The S-dFastArt performance in BCI applications has been compared against other classification methods using the BCI Competition III Set V Database showing the best success rate [8, 28].
Low cost platforms
To increase the number of BCI systems applications, there must be a price drop in hardware and an improvement in comfort use. With this goal in mind, some devices that could be named as “low cost”, have appeared to expand the scope of people that could use BCI technologies [11, 32]. These are classified as follows: End-use devices: they are addressed to a final user, usually with a particular objective, for instance helping a user to relax or helping one to concentrate, as Neurosky [23]. Devices of development: they are designed for research and development purposes, as Open BCI [39]. General use devices: they link features of the previous groups. They can be used with closed software given by the manufacturer, but also tools for research and development are supplied. Emotiv EPOC, Fig. 4(b), and Emotiv Insight can be considered in this group.

Headset comparison (a) Biosemi. (b) Emotiv EPOC.
In this last set of devices of general use, some features must be highlighted:
Easy to use: It is important that they are easy to place, especially with inexperienced users or with little knowledge of it. The flexible structures seem to be better than the scalp helmets.
Adaptability: It has to be adaptable to cope with the different user’s morphologies, different length and density hair ….
Sensor technology: Sensors that need driver gel are non-friendly, the time of the setup increases and it is not comfortable when they are removed. Better are those, which only need saline, and the best are the dry sensors, both flexible and rigid ones.
Data communication: wireless transmission between the measure device and the process equipment is the ideal way for the user.
Sensor position: it is relevant to be able to locate sensors in different places, that is, depending on the problem that is being addressed.
Emotiv EPOC is one of the main low-cost devices, taking into account the previous ideas. It has a fixed structure with diadem shape and plastic arms allowing some flexibility and achieves scalp contact for most users. Primarily it uses dry sensors, but sometimes saline is used to improve conductivity. This does not have any effect on the user’s hair which remains unaffected. This hardware can be bought both with the manufacturer’s software in a closed version, or with a version for developers. This last one permits access to the raw data coming from the sensors.
The mentioned features and the low cost of the Emotiv EPOC system, has led to researchers to consider it for dealing with engineering problems that need EEG signals acquisition. Some papers have been published making comparisons of data quality between Emotiv and professional equipment [2, 15, 21, 34]. Also papers for BCI applications with this device have appeared [10, 29, 31, 46].
Figure 4 shows a Biosemi and an Emotiv team. The advantages in terms of ease of use and preparation time provided by the Emotiv equipment are evident, especially when considering its use by a user not accustomed to this type of technology.
In the 1 section, the areas of interest considered in the work have been shown: BCI, Motor Imagery, ART Theory and low-cost platforms. Based on this, an architecture to be applicable to different BCI problems and that shares the Deep Learning methodology is proposed. It allows a straightforward application from the raw data to the results without previous steps. On the one hand, the proposed architecture is made up of modules developed in the ART and Fuzzy-ART theory and attempt to be self-organizing and therefore does not require an external expert to determine its topological characteristics or parameters. On the other hand, the use of ART and Fuzzy-ART modules allows an interpretation of the functioning of the architecture, which eliminates the black-box characteristic of many Deep Learning proposals. The presented architecture could be named as: Transparent Deep Learning, because it is self-organizing, learns directly from the data and allows an interpretation of how the processing is performed.
Paper organization
The 2 section shows the proposed architecture as well as the learning methodology following the Deep Learning philosophy. In the 3 section, the capabilities of the proposed architecture are explored showing its self-organization capacity: in the self-adjustment of the parameters, in the determination of the structure and in the automatic selection of the most relevant characteristics of the learning data. Objective results of the performance of the architecture with a set of original data are also provided. Finally, the most relevant conclusions of the work carried out are collected in the 4 section.

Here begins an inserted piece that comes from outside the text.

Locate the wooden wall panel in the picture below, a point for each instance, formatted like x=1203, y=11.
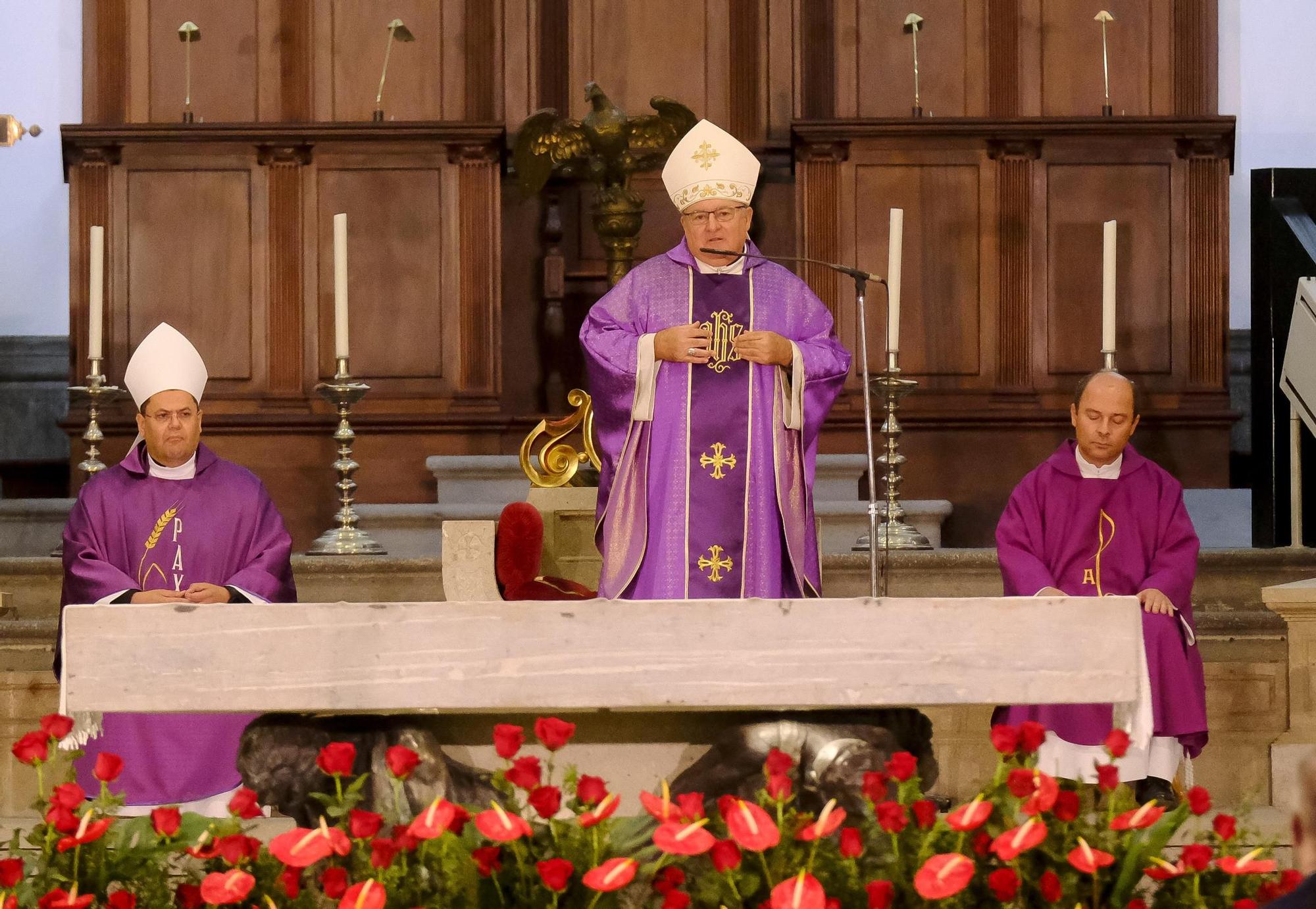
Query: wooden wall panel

Deep-learning architecture for BCI challenges
In this Section, a generic architecture is proposed to deal with problems associated to the BCI paradigm. It will allow to connect EEG sensors measures with mental categories, following the Deep Learning spirit shown in the Fig. 1. Working with BCI application and EEG signals, some drawbacks could be stressed: Spatial variability: Sensor placement is always imprecise and it is not possible to place them again in the same locations in a new experiment. Variability among users: The anatomical differences of each user due to hair length, head size, and so on, leads to a great level of variability Variability in the same user: The characteristics of raw data collected in one experiment followed by a second experiment in the same user could be quite different. Wrong data due to artifacts and high noise level. Difficulty to label the categories: The learning process data cannot be labelled even by expert people. High dimensionality of data: EEG devices work with several channels of sensors and with high sample frequencies. This produces large amount of data to be processed in the learning task.

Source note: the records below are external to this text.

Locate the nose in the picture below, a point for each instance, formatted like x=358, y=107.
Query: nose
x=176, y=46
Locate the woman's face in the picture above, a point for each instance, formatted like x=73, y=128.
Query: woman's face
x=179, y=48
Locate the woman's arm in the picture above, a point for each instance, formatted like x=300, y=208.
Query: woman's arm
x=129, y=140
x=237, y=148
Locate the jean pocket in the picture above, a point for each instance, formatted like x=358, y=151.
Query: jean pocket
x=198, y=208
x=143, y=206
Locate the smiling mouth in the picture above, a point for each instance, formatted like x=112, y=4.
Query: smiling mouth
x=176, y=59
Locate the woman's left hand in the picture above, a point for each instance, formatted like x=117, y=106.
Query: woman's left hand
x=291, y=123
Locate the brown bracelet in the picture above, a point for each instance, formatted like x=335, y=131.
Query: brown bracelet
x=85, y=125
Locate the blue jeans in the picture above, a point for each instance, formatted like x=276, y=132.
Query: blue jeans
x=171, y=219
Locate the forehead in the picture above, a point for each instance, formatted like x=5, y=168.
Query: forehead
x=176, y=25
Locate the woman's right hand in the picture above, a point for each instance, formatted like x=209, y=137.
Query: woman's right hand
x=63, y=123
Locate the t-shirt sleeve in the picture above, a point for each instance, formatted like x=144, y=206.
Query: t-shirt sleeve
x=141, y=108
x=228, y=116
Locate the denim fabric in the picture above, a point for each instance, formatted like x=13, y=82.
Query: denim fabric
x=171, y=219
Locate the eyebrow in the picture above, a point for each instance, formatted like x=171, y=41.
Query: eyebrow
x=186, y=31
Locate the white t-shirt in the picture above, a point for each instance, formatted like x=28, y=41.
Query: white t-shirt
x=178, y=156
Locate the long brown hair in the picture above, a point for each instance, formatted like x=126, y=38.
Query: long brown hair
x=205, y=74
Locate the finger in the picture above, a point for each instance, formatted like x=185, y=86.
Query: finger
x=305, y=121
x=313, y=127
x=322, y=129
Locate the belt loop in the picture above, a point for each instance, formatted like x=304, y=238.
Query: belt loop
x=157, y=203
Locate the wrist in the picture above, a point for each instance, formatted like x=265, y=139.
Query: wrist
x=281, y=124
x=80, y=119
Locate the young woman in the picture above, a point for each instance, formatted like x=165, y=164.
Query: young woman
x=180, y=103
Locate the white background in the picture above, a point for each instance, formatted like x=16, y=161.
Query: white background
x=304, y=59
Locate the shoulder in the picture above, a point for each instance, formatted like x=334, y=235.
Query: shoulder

In order to deal with these challenges, a new architecture is presented as shown in Fig. 5. It is a global approach to the problem that, starting from raw data gathered with sensors, leads to high level mental categories. In this figure, an example with three categories associated to three mental categories are considered: “movement intention of right hand”, “movement intention of left hand”, “thinking of a word”. Obviously, there are a lot of mental activities that could be considered: “thinking singing a song”, “mentally rotating an object”, “movement intention of the left-right foot”,…, where the architecture is also appropriated because it is independent from the categories chosen. Some stages are proposed to process the information in a self-organizing way.

Proposed Architecture.
The proposed architecture uses different modules proposed in the framework of the Adaptive Resonance Theory and Fuzzy Logic Systems. The architecture takes advantage of the different functionality of the modules to process the data directly, in accordance with the Deep Learning paradigm, but at the same time allows an interpretability of its different stages in a model that could be named as Transparent Deep Learning.

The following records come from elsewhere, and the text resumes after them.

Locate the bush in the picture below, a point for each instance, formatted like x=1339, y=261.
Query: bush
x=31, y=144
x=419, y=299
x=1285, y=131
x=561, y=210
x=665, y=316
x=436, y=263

The raw data is collected from the sensors on the scalp. These have a poor spatial resolution, so it is not possible to locate them always in the same position and the regularity in the measurement is not assured. To avoid this difficulty, a first processing stage is proposed mapping from a two-dimensional space, where sensors are located, to an input vector of entries by an instar module [17].
To study biological signals (e.g. cochlear implants) a frequency decomposition is a basic tool. So, a second stage is proposed based on dNSP model [9]. It allows making a frequency representation of time signals while maintaining the timing character. This stage increases the problem dimensionality because the number of frequency bands considered will multiply the number of time signals.
The proposed architecture has a multi-model scheme to facilitate the definition (learning) of different models coming from different sessions data, taking into account the intra-user variability. It is also useful to handle inter-user variability. The multi-model scheme has a drawback because it gives several output alternatives that could be valid.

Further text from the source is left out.